The second research problem was a derivitive of what I had learned about browser compatibility issues, web document structure, and scripting languages: given a particcular HTML document, identify the set of currently-available web browsers that will correctly render that document. We were particularly interested in documentw with dynamically-generated content, as this was the most significant area of incompatibility between the 2 most popular browser families, Netscape Navigator (NN) and Microsoft Internet Explorer (IE). In fact, there serious were compatibility issues between different versions of both browsers.

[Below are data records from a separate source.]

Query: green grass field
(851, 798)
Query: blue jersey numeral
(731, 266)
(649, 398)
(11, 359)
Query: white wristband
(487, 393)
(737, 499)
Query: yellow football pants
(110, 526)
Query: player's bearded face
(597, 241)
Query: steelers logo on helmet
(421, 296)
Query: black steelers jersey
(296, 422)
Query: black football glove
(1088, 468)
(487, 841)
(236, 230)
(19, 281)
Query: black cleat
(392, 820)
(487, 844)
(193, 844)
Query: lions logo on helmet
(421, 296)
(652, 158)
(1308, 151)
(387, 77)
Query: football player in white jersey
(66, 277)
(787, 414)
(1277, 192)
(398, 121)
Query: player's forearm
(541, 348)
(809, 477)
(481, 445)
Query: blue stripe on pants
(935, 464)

This research problem was more specific than the first problem I studies, but was still difficult. Different browsers used different HTML parsers and recognized different sets of HTML tags. For example, Netscape defined the layer tag to enable dynamic content generation, while Microsoft chose to develop a formal document object model (DOM) that could be directly addressed by internal or external executable code. These DOM implementations differed between versions of IE. Netscape implemented their own DOM in NN 4.0 and later, but this model was not compatible with Microsoft's implementation. Finally, the 2 browser families implemented different versions of scripting languages - NN implemented JavaScript (or ECAMScript) while IE implemented Microsoft's own VBScript in addition to a Javascript implementation.

For my thesis I developed a framework of inference rules and implemented them along with stripped-down HTML and ECMAScript parsers. The rules relied on the differences between HTML and script-language implementations in the web browsers, and was reasonably accurate at identifying browsers that would "correctly" render a web document. One lingering problem that was not solved was due to the ability to add properties and methods to existing DOM objects. For example, one way to recognize documents designed for IE was the use of the all property of the document object. The document object represented the entire web page, and the all property is an array of all elements (e.g., tags and tag content) making up the document, and was implemented only in the IE browser family. Netscape implemented the document object, but used a tree-structured DOM, so to access inner elements one had to travers down through the tree. It is possible, however, to add a property to the Netscape DOM at runtime (i.e., page loading), and a not-uncommon way of simplifying dynamic content generation was to add an Array-type property named "all" to the NN document object then populate it with a flattened version of the DOM tree.

While browser-compatibility problems still exist, they are not as significant now as they were just 6 years ago. The XML-based standarization of HTML, along with the standardization of the Document Object Model and the adoption of these standards (to varying degrees) by Microsoft, Netscape/Mozilla, and other browser developers has resulted in a more consistent web experience. The development and adoption of Cascading Style Sheets (CSS) has also helped to separate web content from its presentation. Together, these developments, along with better web-development tools, have significantly improved the consistency of web page rendering across browsers and platforms.